A week later, he went back to check and the gap had not been filled in, he said, so he called again to complain. Eventually, he said, BNSF dropped some asphalt near the spot but did not fully fill the gap.
Cattanach said he hadn’t planned to sue, but he felt BNSF was blowing him off.
“The reason I filed the lawsuit is they wouldn’t pay for the ambulance or my out-of-pocket medical costs,” which he said ran into several thousand dollars. He said he was prepared to defer the issue of liability.
‘I’ve got to get a real lawyer’
Cattanach said he knew better than to represent himself in a lawsuit but thought he’d do the minimum amount of work and get it resolved.
That changed when BNSF released some internal communications on the railroad crossing, which Cattanach said was required by federal law.
“When I saw these documents, I said, ‘I’ve got to get a real lawyer,’ ” said Cattanach. “This is outside my area. … The BNSF has a reputation of being very aggressive, and I knew I needed some help.”
A Sept. 28, 2007, e-mail from Lynn Leibfried, BNSF’s then-manager of public projects, indicated the company was aware of maintenance problems. “We replaced the concrete that was in the crossing previously,” she wrote. “I gather they are concerned about the gap between the concrete and the rail, however that style of concrete has a problem in all locations.”
In 2008, St. Paul Park’s municipal client manager, Richard Seifert, wrote Leibfried that “the condition is degrading at a rapid pace.” A year later, a St. Paul Park police officer photographed the crossing, showing the same conditions in Seifert’s e-mails.
On June 7, 2012, one month before the accident, city engineer Morgan Dawley sent an e-mail warning that crossing had “deteriorated further to the point that pieces of metal project upward that appear to present a safety hazard to vehicles and motorcycles and possibly rail cars.”
Leibfried forwarded Dawley’s message to BNSF officials, saying the city had been complaining for three years and “from the pictures they took, it was a legitimate complaint.”
A BNSF roadmaster named Dale Johnson responded that he had inspected the crossing and confirmed that “it is loose and the ties are in bad shape.”
‘Nature of a smoking gun’
Cattanach then hired the Bremseth Law Firm, of Hopkins. “Bremseth has a really good reputation and deals with the BNSF all the time,” he said.
Fred Bremseth described the correspondence as “in the nature of a smoking gun, documents [showing] a significant history of prior complaints problems and safety concerns.”
BNSF declined to comment on the lawsuit. “This is still an active legal case, so we will comment through the legal process,” Amy McBeth, a BNSF spokeswoman, said in an e-mail to the Star Tribune.

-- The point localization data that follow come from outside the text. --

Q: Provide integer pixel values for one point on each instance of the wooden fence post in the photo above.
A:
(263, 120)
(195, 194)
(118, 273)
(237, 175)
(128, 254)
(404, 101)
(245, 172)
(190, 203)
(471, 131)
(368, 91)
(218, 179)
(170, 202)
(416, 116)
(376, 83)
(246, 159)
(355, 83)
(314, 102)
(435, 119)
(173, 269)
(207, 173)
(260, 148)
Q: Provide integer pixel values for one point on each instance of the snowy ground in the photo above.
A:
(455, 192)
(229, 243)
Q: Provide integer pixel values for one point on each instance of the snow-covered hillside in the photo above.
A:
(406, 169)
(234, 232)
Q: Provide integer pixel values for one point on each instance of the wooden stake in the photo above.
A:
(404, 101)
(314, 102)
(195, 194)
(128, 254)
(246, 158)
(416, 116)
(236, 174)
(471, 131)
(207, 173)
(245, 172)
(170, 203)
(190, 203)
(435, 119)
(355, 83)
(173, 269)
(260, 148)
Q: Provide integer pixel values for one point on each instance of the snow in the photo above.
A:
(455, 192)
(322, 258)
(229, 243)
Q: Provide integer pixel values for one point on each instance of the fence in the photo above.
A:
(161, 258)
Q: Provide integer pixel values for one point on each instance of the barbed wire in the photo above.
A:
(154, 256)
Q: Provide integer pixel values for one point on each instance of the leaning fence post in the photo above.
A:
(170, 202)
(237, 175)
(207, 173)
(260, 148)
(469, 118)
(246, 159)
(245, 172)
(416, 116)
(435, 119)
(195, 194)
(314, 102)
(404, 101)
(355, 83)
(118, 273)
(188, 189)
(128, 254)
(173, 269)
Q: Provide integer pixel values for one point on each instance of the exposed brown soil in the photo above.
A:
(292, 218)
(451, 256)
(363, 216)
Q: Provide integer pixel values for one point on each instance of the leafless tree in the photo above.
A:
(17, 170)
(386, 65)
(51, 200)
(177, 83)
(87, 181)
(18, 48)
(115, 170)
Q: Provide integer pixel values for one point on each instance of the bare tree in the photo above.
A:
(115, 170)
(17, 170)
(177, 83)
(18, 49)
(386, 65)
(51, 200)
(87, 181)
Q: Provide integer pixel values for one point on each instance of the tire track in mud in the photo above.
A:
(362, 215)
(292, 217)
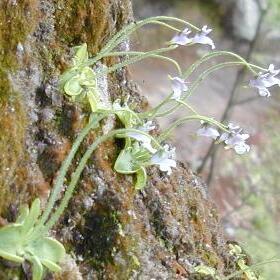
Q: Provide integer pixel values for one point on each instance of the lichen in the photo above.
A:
(17, 20)
(12, 126)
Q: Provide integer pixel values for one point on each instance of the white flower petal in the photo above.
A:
(202, 37)
(165, 159)
(178, 86)
(182, 38)
(208, 131)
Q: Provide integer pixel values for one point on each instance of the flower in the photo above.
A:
(178, 86)
(207, 131)
(235, 139)
(266, 80)
(202, 37)
(143, 139)
(165, 159)
(147, 126)
(182, 38)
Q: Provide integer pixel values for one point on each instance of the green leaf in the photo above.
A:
(128, 117)
(87, 77)
(23, 213)
(72, 87)
(51, 265)
(11, 257)
(141, 178)
(81, 54)
(37, 268)
(48, 250)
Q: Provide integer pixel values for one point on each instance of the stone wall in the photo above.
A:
(109, 230)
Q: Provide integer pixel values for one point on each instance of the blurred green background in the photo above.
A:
(245, 188)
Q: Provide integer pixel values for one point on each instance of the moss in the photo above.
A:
(100, 232)
(16, 22)
(82, 21)
(12, 127)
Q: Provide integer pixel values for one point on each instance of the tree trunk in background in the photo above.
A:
(110, 231)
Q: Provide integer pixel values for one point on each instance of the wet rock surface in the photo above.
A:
(110, 231)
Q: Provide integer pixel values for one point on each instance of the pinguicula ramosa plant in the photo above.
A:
(28, 239)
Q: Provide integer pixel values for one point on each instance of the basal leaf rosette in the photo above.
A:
(18, 243)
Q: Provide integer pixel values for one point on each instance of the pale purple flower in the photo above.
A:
(178, 86)
(182, 38)
(235, 139)
(143, 139)
(207, 131)
(165, 159)
(266, 80)
(147, 126)
(202, 37)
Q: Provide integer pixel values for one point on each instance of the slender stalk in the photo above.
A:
(76, 175)
(64, 168)
(134, 53)
(211, 55)
(187, 106)
(135, 59)
(125, 32)
(167, 131)
(198, 81)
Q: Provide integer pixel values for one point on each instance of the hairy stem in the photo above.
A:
(64, 168)
(76, 175)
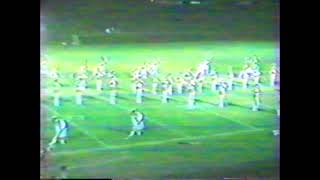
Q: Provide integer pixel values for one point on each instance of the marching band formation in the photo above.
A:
(146, 78)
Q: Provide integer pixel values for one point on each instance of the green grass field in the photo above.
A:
(207, 142)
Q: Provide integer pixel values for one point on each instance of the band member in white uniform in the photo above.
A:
(113, 84)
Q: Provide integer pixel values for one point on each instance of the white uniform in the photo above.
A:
(256, 97)
(230, 81)
(56, 99)
(99, 75)
(214, 82)
(222, 95)
(245, 79)
(256, 77)
(139, 91)
(79, 94)
(113, 90)
(180, 84)
(137, 124)
(273, 74)
(61, 128)
(165, 92)
(155, 84)
(200, 86)
(144, 73)
(191, 99)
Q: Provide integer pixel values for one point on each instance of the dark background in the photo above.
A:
(141, 20)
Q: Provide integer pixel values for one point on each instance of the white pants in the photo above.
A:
(272, 80)
(245, 83)
(139, 98)
(256, 80)
(214, 86)
(154, 88)
(230, 85)
(170, 90)
(179, 88)
(256, 104)
(191, 102)
(164, 97)
(112, 97)
(79, 99)
(200, 88)
(56, 100)
(99, 84)
(221, 101)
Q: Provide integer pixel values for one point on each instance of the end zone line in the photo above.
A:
(116, 147)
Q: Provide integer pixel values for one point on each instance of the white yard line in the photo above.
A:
(153, 120)
(150, 143)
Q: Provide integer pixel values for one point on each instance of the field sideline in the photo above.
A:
(202, 143)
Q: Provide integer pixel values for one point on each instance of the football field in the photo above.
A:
(206, 142)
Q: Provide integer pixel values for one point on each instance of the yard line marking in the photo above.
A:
(149, 143)
(237, 122)
(155, 120)
(95, 164)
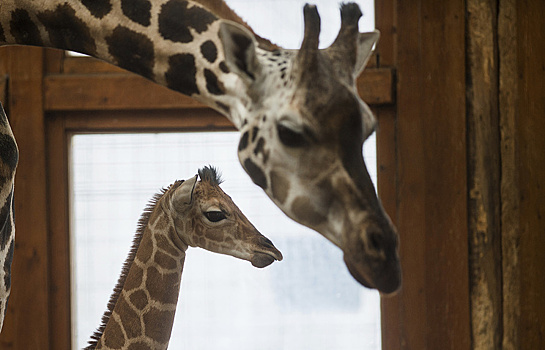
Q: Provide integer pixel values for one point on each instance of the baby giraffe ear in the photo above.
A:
(184, 194)
(366, 41)
(239, 47)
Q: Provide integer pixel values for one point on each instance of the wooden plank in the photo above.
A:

In a memorandum filed last December urging Judge Tunheim to dismiss the case, BNSF lawyers argued “there is no evidence that the gap [responsible for Cattanach’s crash] had been in existence for any appreciable amount of time before the accident.”

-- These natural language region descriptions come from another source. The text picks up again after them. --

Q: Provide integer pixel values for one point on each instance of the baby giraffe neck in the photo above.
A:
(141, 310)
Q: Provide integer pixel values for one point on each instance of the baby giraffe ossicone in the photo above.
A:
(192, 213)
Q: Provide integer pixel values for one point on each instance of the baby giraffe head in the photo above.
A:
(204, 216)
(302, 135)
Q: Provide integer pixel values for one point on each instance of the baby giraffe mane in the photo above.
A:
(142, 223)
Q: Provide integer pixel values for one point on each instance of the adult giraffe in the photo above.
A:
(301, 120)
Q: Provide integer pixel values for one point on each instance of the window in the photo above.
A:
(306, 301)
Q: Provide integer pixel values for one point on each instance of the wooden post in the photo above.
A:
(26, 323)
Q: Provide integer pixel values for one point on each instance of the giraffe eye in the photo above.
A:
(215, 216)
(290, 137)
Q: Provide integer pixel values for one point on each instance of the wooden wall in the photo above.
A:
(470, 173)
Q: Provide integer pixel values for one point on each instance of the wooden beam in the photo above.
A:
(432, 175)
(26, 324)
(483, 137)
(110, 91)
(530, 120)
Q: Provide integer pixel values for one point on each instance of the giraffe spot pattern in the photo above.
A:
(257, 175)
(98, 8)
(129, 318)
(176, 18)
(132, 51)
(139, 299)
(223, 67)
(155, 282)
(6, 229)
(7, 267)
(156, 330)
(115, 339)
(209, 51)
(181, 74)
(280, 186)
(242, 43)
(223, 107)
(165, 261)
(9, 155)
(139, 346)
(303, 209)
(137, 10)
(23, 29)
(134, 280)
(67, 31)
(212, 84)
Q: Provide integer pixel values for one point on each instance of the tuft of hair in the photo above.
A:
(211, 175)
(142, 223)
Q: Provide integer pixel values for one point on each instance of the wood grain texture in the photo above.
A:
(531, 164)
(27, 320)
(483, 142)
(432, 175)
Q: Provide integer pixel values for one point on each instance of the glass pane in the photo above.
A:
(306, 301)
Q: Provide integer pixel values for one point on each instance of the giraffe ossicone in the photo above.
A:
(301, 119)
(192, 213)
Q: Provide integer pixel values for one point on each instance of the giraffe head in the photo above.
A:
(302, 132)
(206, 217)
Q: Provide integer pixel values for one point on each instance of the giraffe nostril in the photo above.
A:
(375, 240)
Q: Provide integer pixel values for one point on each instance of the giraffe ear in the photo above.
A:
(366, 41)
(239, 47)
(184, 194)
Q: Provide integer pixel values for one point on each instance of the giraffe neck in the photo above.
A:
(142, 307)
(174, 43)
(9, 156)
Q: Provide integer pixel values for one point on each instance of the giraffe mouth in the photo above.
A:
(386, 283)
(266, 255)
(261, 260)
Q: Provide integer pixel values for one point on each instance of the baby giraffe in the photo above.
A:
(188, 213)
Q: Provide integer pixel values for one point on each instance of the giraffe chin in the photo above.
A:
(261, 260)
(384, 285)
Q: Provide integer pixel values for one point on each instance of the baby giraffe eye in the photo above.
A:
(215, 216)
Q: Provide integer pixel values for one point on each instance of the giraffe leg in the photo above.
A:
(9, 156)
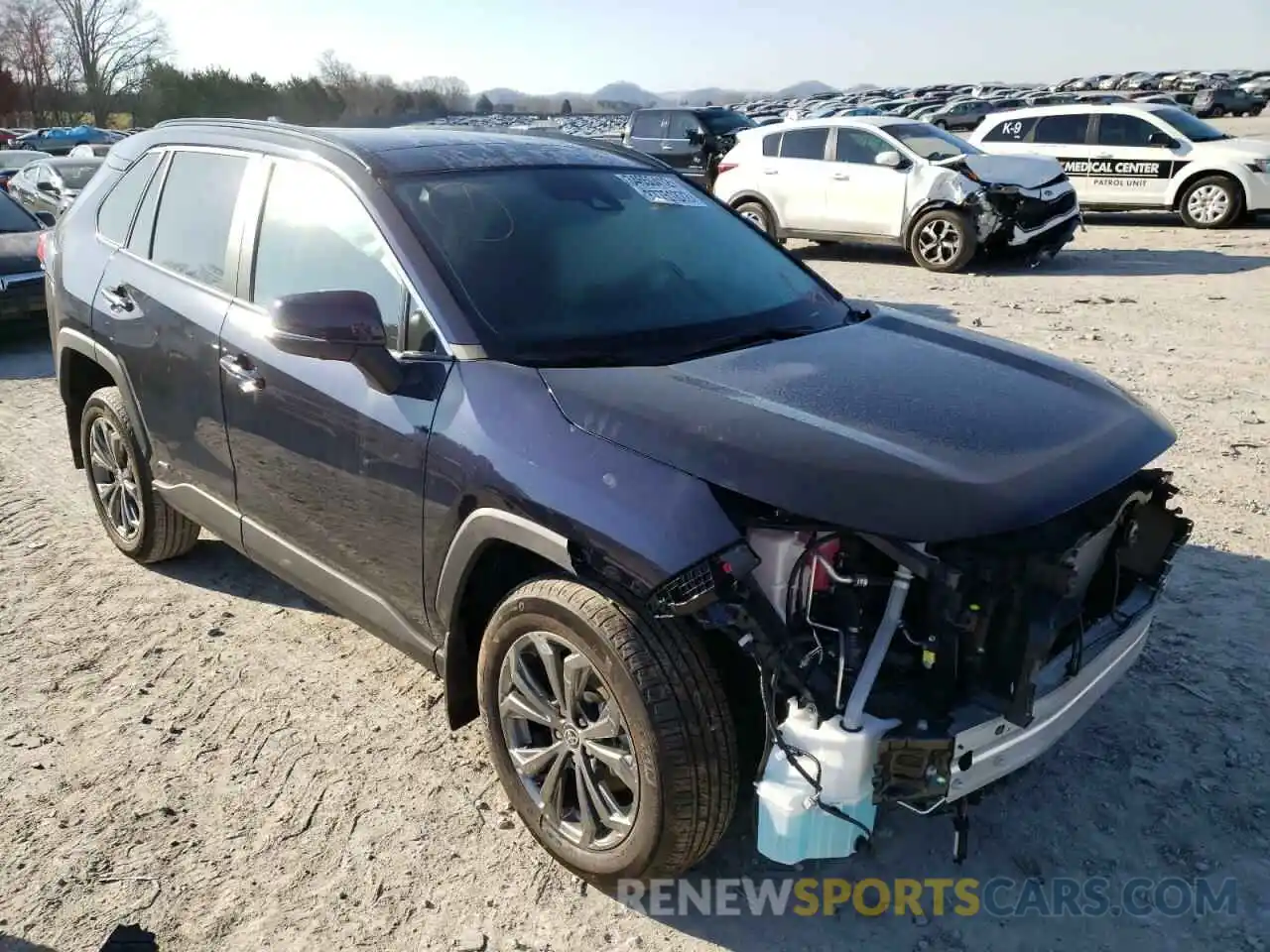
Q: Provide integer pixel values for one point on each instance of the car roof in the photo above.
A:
(397, 150)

They also argue that no one mentioned the specific gap in the documents turned over to Cattanach and no BNSF employees have testified that they knew a gap existed. Besides, they wrote, Cattanach was riding in the center lane, in violation of state statute that requires bicyclists to ride “as close as practicable to the right-hand curb of the roadway.”
One of Cattanach’s attorneys, Paula Jossart, responded that because of unsafe conditions on the road’s edge, Cattanach took what appeared to be the safest route across the tracks. Since the crash, the railway crossing has been completely rebuilt.

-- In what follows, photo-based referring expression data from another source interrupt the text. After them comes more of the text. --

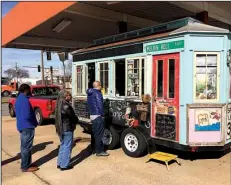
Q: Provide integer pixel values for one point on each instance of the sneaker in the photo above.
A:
(102, 154)
(30, 169)
(67, 168)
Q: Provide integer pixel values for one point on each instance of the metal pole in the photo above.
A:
(42, 65)
(64, 74)
(16, 67)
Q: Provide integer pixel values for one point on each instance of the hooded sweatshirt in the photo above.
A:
(95, 102)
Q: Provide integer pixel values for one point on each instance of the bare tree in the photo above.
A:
(20, 73)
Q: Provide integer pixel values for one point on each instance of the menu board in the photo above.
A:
(166, 126)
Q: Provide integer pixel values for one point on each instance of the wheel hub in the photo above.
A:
(131, 142)
(107, 137)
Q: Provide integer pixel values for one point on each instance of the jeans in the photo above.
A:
(65, 149)
(98, 130)
(27, 137)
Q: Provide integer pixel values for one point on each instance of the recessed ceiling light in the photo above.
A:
(112, 2)
(62, 25)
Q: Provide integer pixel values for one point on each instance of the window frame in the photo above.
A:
(157, 78)
(195, 75)
(174, 78)
(103, 62)
(84, 73)
(140, 75)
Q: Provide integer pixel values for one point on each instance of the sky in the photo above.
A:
(25, 57)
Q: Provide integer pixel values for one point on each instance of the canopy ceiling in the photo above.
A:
(29, 25)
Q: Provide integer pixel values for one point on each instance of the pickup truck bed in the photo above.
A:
(44, 106)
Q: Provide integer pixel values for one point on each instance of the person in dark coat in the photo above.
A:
(65, 124)
(96, 110)
(26, 124)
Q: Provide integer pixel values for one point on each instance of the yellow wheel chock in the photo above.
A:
(164, 157)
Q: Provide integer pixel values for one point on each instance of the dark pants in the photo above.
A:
(65, 149)
(27, 137)
(97, 134)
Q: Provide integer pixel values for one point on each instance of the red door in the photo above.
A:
(165, 97)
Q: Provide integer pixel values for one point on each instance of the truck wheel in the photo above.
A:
(133, 143)
(111, 138)
(11, 111)
(5, 93)
(39, 116)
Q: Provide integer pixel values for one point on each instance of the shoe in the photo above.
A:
(102, 154)
(67, 168)
(31, 169)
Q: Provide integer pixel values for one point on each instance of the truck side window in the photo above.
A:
(206, 76)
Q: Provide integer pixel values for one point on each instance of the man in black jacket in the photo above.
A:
(65, 124)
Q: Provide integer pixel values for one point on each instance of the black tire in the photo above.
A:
(133, 143)
(111, 138)
(39, 116)
(11, 111)
(5, 93)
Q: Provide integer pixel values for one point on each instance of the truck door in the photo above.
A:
(165, 97)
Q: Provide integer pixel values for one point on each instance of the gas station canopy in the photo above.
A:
(68, 26)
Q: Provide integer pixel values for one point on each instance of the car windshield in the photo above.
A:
(45, 91)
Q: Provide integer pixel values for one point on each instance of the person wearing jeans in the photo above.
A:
(65, 124)
(96, 110)
(26, 123)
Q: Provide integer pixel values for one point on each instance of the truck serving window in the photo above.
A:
(135, 69)
(80, 86)
(46, 91)
(206, 76)
(104, 77)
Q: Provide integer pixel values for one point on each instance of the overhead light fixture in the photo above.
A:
(62, 25)
(112, 2)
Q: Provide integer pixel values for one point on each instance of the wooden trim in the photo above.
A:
(121, 43)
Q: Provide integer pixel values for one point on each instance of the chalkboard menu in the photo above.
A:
(81, 108)
(166, 126)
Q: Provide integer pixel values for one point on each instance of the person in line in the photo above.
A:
(96, 110)
(65, 124)
(26, 124)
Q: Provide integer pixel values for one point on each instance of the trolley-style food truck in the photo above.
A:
(184, 66)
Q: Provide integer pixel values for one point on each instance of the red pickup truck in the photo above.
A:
(43, 101)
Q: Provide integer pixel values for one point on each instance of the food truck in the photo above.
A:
(184, 65)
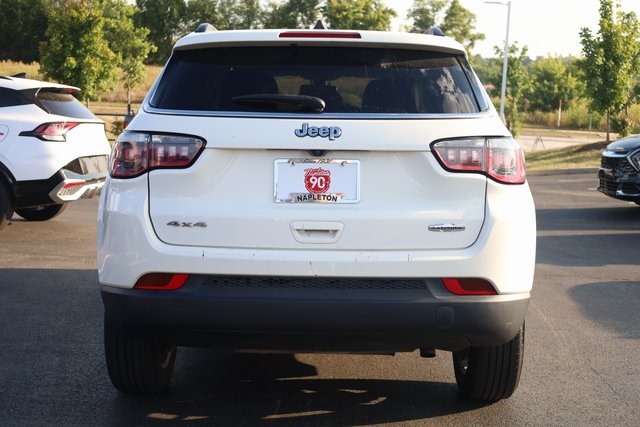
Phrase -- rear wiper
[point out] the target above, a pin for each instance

In his ruling to allow Cattanach’s case to move forward, Tunheim wrote, “The record reflects a long history of maintenance issues at the … crossing, dating back to 2007.
“Viewing the facts in the light most favorable to [Cattanach],” Tunheim wrote, “a genuine issue of material fact remains as to whether BNSF had notice that the railroad crossing might be dangerous to passing vehicles, including bicycles.”
A settlement conference has produced no resolution, and a trial is set for Nov. 2.